I was born in 1952 in Las Vegas. We weren't from Vegas ... my family was just working there.

My aunt was a dancer at the Moulin Rouge, the only club in Vegas that was open to blacks at that time.

My dad played in a house band at the Desert Inn, and my mother was a cigarette/hatcheck girl at an after hours club off the strip.

Back then, the Rat Pack was just getting into their groove.

After we moved back to Hollywood, we returned to Vegas often, as one member of the family (or another) had some gig for six to eight weeks each summer. We generally rented a house for the time, and of course, there was the complimentary room at the hotel (usually the Frontier, but sometiems the Riviera.) Kids were not normally a fixture in Vegas in those days, and my cousins and I enjoyed the relative freedom we had in those hotels.
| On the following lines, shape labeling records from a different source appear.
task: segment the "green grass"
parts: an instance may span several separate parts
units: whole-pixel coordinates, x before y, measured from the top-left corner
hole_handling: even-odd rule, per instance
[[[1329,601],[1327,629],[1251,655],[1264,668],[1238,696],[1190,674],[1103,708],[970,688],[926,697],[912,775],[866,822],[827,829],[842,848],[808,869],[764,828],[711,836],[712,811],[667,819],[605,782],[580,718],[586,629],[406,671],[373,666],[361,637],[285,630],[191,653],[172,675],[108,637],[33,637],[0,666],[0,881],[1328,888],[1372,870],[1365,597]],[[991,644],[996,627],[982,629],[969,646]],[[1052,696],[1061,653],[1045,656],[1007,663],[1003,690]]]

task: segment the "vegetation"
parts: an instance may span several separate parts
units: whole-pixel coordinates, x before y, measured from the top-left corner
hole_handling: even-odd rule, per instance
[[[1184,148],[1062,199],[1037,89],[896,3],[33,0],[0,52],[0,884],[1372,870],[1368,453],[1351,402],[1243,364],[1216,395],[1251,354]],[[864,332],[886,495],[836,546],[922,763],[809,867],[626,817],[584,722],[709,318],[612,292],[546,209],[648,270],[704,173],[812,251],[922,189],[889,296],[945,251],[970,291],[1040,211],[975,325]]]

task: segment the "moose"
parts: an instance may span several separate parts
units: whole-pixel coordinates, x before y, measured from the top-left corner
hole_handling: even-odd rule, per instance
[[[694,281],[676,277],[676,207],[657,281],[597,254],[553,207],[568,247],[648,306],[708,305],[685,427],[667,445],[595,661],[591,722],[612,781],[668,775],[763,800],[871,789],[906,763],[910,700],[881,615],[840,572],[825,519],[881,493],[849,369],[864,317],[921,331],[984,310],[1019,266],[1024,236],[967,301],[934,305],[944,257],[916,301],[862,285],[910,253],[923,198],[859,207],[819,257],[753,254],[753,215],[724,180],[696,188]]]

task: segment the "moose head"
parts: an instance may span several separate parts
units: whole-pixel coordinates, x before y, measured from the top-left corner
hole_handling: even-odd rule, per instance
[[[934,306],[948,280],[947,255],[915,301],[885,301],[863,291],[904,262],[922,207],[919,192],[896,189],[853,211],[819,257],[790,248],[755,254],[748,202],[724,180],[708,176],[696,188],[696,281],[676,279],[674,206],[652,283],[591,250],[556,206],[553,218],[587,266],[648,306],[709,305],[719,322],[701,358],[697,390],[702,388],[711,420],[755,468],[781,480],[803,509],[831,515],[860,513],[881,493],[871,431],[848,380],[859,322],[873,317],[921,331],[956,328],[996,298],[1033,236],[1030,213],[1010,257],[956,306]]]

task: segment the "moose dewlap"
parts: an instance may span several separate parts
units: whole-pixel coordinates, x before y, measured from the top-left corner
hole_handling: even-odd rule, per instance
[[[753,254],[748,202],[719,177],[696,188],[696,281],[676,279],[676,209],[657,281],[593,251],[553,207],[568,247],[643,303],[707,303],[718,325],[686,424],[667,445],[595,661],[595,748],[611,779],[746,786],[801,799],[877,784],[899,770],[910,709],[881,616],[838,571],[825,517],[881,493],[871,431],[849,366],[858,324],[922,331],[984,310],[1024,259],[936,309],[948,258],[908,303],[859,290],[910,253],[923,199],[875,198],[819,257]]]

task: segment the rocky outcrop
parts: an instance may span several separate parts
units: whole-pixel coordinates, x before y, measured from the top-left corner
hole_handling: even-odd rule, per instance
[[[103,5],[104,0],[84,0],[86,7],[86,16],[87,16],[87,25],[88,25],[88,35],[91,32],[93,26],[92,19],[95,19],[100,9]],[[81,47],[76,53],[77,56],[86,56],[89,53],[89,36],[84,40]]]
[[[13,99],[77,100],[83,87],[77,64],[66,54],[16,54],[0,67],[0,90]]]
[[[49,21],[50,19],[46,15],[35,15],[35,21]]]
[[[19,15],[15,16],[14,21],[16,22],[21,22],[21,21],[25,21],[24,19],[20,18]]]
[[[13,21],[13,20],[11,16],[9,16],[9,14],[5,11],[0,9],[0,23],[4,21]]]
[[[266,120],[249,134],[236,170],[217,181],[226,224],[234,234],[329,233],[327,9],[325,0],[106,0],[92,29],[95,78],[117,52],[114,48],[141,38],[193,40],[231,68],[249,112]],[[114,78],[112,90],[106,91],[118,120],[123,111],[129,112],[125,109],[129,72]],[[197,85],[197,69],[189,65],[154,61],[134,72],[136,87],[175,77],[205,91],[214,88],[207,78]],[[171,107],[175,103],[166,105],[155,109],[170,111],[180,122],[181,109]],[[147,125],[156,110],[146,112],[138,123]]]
Vegas in the 1950's and early 1960's was something to behold. I have absolutely no interest in the Vegas of the later years. I do have some pretty cool pictues from that era, though.

As a kid, I met Sammy, and Frank and even Dean. I went to Dean Martin's daughter's wedding in the late 60's at their home in Beverly Hills (my aunt presided over the ceremony). Jerry was not so nice, not as nice as the others. My aunt tells one story about a movie she worked on with Jerry, and it was during the Christmas season. Jerry had all the extras line up outside his trailer, and he simply "tossed" Christmas gifts out the door of the trailer to the unsuspecting extra.

Tacky.
 
You have stories to tell.

I don't think Jerry's a "nice" person. Dean was much more affable, but both of them were difficult men to be around, artists with brilliantly crafted masks. That comes across in the book.
 
Try Nick Tosches' bio of Dean Martin, Dino, for a twisted take on it. Tosches takes quite a few liberties with Dean's internal dialogue but the writing is hypercharged throughout.